Six things employers should know about UAE labour law
Author: Kirsty Tuxford | Date: 09 Dec 2015
There is no concept of 'gross misconduct' and employers must provide a valid reason for dismissal, says employment lawyer
UAE labour law is an evolving thing, as HR professionals in the country will readily attest. But HR solution provider Dulsco and legal specialists Hadef & Partners recently attempted to make sense of the situation, at a workshop that brought together HR managers from Abu Dhabi companies. People Management got an overview of the key principles, as well as some advice on how to build a compliant and flexible workplace, in six main areas.
Resist the temptation to take potentially costly shortcuts in (or ignore altogether) the residence visa/work permit process. With limited exceptions, full-time employees will need to be sponsored by the employer (which itself must be a licensed entity) to obtain a valid residence visa or work permit, which allows them to legally live and work within the UAE.
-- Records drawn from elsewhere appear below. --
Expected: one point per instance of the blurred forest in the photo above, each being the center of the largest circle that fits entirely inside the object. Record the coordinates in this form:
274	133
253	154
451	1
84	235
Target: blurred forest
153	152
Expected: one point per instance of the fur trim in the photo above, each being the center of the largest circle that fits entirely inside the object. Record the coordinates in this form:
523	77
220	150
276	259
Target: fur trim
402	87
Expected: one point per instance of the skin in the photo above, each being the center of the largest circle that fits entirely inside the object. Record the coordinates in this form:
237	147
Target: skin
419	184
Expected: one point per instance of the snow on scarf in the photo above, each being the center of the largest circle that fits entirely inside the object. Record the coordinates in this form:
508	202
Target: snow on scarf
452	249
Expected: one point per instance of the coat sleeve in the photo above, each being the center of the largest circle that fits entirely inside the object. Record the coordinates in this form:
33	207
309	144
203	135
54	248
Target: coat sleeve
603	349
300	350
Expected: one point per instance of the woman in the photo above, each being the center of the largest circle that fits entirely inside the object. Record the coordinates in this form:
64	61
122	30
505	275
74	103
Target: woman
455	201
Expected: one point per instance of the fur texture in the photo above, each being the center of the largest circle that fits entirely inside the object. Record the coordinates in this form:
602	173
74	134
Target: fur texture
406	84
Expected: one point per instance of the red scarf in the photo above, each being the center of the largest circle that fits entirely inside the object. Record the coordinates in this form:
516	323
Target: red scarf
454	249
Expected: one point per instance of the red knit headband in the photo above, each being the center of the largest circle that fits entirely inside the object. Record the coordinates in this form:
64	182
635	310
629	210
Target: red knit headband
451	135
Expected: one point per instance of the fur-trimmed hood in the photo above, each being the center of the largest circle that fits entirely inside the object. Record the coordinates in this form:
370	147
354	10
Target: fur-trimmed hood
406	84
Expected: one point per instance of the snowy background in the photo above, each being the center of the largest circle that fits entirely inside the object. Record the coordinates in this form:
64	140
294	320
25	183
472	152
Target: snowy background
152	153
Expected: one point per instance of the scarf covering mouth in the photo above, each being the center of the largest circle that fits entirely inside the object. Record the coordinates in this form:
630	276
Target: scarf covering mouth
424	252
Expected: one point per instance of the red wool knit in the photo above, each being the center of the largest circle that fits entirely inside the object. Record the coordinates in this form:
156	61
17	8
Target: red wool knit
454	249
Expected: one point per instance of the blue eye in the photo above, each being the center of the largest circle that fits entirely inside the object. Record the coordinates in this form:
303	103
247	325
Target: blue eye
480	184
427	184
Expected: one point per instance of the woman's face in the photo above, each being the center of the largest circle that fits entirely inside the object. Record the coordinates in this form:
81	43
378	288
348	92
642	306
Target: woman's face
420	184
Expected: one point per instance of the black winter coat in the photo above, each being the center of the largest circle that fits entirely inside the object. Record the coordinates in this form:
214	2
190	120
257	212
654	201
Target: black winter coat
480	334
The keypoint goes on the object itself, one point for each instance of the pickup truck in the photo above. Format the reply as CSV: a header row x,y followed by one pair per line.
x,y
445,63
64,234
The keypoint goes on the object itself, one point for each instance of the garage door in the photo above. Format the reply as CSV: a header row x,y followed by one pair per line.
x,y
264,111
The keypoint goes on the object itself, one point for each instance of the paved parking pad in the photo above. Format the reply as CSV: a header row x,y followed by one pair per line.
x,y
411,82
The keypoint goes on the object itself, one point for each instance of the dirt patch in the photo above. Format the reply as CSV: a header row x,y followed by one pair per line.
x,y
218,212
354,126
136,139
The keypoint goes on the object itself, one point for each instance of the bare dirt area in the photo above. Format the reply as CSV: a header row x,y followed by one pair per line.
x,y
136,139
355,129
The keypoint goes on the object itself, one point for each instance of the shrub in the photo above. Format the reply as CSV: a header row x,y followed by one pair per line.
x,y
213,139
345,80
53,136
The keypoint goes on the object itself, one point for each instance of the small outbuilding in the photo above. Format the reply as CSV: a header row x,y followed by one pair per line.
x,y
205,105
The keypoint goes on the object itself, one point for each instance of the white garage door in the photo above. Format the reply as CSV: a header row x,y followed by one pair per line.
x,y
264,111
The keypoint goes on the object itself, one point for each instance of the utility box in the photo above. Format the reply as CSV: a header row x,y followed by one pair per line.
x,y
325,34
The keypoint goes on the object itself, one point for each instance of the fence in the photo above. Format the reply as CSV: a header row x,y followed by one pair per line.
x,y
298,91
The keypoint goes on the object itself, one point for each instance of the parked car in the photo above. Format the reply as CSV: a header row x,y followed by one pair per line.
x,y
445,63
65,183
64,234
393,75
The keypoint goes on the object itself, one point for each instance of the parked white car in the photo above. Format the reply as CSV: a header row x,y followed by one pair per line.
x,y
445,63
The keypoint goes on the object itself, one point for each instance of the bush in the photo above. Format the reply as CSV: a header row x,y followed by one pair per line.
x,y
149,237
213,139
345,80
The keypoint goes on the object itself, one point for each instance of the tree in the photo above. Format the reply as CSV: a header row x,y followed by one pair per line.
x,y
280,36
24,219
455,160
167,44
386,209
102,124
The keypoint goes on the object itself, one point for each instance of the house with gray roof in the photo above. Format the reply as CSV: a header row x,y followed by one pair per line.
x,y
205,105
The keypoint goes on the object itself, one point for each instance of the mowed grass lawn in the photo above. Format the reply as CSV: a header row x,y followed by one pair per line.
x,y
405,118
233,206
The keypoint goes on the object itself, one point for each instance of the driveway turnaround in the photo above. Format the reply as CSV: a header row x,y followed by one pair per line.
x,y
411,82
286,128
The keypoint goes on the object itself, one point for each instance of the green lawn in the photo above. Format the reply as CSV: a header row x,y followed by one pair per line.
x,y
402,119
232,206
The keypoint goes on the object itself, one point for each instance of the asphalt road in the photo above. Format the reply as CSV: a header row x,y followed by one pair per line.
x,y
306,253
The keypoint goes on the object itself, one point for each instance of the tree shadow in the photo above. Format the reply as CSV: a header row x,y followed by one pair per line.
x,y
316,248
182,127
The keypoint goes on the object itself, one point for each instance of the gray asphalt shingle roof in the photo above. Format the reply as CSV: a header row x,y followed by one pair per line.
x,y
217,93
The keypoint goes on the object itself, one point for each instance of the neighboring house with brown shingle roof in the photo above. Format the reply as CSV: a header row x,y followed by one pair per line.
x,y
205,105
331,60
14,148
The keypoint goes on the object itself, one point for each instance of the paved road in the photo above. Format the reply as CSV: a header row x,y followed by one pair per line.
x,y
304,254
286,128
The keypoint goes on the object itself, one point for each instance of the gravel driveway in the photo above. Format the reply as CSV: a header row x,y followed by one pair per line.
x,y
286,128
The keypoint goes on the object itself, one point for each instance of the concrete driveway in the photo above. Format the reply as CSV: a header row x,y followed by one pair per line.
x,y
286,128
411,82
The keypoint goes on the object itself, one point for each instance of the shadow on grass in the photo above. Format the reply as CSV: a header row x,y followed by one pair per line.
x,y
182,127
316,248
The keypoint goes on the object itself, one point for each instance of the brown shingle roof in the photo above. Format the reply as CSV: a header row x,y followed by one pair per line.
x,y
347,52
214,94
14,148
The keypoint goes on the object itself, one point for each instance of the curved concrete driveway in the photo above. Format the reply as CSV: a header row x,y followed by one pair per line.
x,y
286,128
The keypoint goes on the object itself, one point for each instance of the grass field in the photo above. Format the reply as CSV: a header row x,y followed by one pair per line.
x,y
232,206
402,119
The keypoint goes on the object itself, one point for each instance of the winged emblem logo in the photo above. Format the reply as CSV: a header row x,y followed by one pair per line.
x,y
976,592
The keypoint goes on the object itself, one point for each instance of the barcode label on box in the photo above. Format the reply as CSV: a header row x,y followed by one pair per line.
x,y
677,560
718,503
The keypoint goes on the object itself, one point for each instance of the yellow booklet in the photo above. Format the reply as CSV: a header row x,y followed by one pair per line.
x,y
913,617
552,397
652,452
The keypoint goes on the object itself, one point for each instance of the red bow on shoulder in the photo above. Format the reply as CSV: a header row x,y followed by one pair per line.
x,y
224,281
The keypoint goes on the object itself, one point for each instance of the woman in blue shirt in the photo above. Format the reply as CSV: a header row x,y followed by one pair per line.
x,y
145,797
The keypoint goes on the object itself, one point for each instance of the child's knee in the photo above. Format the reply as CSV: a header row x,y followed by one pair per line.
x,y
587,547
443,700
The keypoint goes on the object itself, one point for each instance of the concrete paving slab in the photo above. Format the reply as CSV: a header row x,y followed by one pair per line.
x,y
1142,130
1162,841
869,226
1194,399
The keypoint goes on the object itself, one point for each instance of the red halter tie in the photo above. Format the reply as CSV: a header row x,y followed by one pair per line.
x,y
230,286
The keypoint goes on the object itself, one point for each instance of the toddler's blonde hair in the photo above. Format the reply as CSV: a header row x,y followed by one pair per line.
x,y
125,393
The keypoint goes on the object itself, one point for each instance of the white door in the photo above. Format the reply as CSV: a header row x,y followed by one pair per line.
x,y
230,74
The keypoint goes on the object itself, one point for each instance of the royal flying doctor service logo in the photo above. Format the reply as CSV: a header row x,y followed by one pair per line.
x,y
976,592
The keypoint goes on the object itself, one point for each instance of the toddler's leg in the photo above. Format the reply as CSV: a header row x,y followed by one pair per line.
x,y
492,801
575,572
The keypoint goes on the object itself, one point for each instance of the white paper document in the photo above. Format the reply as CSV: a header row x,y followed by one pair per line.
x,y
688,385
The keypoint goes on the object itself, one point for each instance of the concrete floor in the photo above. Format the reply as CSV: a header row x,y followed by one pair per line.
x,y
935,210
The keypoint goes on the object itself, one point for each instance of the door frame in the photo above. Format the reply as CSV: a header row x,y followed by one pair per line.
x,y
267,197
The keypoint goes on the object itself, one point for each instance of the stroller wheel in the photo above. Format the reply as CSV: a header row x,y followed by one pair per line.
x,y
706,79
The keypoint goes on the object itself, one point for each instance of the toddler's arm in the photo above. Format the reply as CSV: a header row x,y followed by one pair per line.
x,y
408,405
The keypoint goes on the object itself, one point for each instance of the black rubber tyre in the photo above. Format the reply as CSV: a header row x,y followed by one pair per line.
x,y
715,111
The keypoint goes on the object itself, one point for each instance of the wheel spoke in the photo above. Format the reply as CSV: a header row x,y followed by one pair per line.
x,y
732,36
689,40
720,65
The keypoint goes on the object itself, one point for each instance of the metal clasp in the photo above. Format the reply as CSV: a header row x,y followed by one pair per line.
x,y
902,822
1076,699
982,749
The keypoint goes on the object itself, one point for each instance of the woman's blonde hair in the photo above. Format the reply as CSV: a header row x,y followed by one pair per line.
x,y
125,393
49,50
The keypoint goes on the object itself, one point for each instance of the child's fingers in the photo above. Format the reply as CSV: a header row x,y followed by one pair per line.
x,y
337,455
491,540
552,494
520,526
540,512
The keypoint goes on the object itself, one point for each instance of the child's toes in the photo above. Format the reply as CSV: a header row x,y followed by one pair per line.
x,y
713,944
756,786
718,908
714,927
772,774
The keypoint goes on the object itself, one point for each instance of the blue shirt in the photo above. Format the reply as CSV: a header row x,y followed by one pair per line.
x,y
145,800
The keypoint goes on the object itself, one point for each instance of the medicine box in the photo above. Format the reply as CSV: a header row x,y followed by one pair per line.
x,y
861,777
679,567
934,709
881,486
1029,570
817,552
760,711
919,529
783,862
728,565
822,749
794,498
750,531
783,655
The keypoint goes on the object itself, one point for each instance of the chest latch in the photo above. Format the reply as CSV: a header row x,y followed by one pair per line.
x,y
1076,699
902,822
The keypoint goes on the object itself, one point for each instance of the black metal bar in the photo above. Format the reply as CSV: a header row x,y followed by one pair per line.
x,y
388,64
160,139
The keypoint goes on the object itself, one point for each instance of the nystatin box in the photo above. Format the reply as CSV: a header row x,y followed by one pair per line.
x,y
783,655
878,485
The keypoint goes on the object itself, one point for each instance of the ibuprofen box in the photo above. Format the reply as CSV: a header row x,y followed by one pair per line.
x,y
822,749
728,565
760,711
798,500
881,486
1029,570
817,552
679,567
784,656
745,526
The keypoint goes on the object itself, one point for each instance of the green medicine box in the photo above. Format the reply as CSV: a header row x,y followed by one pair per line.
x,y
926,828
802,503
Condition your expectations of what is possible under the framework of law in the UAE. As a 'young' country whose population is more than 80 per cent expatriate, the laws are structured to retain tight control of who is working for whom and at which location. As a result, the same degree of flexibility enjoyed in other, more established countries may not be available in the UAE.
3 Reasons for dismissal
Employers must provide a valid reason for terminating an employee's employment, and if they do not, the UAE courts are likely to decide that the dismissal was 'arbitrary'. Valid reasons typically include conduct and performance and in either case, there should be documentary evidence to support the decision and the process followed in reaching the decision. The maximum compensation for arbitrary dismissal is three months' pay (basic salary and allowances).
4. Summary dismissal
The concept of 'gross misconduct' does not exist under UAE labour law. There are exhaustive grounds on which an employee may be dismissed without notice (and with forfeiture of end of service gratuity) but they are narrowly defined and construed by the the courts.
5. End of service gratuity ('ESG')
The labour law provides that all employees with more than one year's continuous service shall be entitled to receive an ESG payment on termination od their employment. ESG is intended to provides employees with a contribution to retirement income and is typically provided instead of any pension entitlement. ESG is capped at a maximum of two years' pay, but beware; it may be reduced and/or forfeited in some circumstances.